Les programmes de recherche scientifique, progressifs ou dégénérescents
Thèse
Ni la falsification popperienne (une théorie tombe dès qu'un fait la contredit) ni la révolution kuhnienne (la science bascule brutalement d'un paradigme incommensurable à un autre) ne décrivent fidèlement la pratique scientifique réelle. La science progresse en réalité par « programmes de recherche » : un noyau dur de principes protégé par une ceinture d'hypothèses auxiliaires modifiables. Un programme est « progressif » tant qu'il prédit avec succès des faits nouveaux ; il devient « dégénérescent » quand il ne fait plus que rafistoler ses échecs sans gagner en pouvoir prédictif. Les scientifiques abandonnent alors rationnellement un programme dégénérescent pour un rival progressif – sans qu'il y ait ni réfutation unique ni rupture de paradigme.

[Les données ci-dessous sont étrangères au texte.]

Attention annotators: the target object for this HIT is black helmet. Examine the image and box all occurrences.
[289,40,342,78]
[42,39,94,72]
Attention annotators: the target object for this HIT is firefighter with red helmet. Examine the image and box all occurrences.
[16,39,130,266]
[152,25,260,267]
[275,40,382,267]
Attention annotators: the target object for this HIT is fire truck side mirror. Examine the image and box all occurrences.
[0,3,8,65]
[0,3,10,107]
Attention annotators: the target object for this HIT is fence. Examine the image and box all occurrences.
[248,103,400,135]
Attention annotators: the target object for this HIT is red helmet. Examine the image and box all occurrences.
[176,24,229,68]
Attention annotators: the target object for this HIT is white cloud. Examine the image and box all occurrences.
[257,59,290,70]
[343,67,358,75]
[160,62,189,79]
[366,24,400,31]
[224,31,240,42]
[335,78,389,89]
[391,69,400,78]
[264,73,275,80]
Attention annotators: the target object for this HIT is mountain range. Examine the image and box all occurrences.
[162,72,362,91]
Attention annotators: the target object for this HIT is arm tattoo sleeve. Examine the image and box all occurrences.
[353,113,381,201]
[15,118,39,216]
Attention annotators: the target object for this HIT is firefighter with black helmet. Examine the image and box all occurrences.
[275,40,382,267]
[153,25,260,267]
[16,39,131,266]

« Un programme de recherche est dit « progressif » tant que sa croissance théorique anticipe sa croissance empirique, c'est-à-dire tant qu'il continue à prédire des faits nouveaux avec quelque succès ; il « dégénère » si sa croissance théorique est en retard sur sa croissance empirique. » – La Méthodologie des programmes de recherche scientifique, 1970 (trad.)
Exemples
- Le programme newtonien : la mécanique de Newton a rencontré de nombreuses anomalies (l'orbite d'Uranus, par exemple), mais chacune a été absorbée en ajustant la ceinture protectrice (l'hypothèse d'une planète inconnue, Neptune) – et cet ajustement a produit une prédiction nouvelle, confirmée. Le programme restait progressif.

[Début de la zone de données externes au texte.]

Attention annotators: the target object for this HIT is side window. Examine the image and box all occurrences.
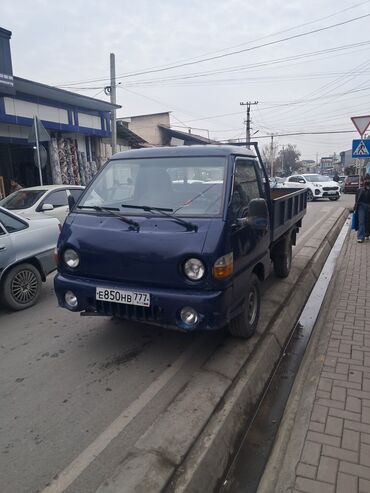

- À l'inverse, un programme dégénérescent ressemble à une théorie qu'on sauve après coup, ad hoc, sans jamais rien prédire de nouveau : chaque anomalie donne lieu à un rafistolage qui n'explique que ce qui vient de se produire, sans ouvrir sur rien d'inédit.
Notes
Lakatos cherche une position médiane entre Popper et Kuhn : contre Popper, il admet qu'un noyau dur puisse être provisoirement protégé des réfutations ; contre Kuhn, il maintient qu'il existe des critères rationnels – progressif ou dégénérescent – pour juger objectivement du mérite d'un programme, plutôt qu'un simple changement de croyance collective.
Débat
Popper : protéger un noyau dur des réfutations, même temporairement, ouvre la porte au dogmatisme que la falsifiabilité était censée exclure. Kuhn : distinguer rationnellement « progressif » de « dégénérescent » est souvent impossible en temps réel – ce jugement ne peut se faire qu'après coup, une fois la controverse tranchée par la communauté scientifique. Feyerabend : même le critère de Lakatos reste trop rigide face au désordre réel de l'histoire des sciences, où des programmes prétendument dégénérescents ont parfois fini par triompher.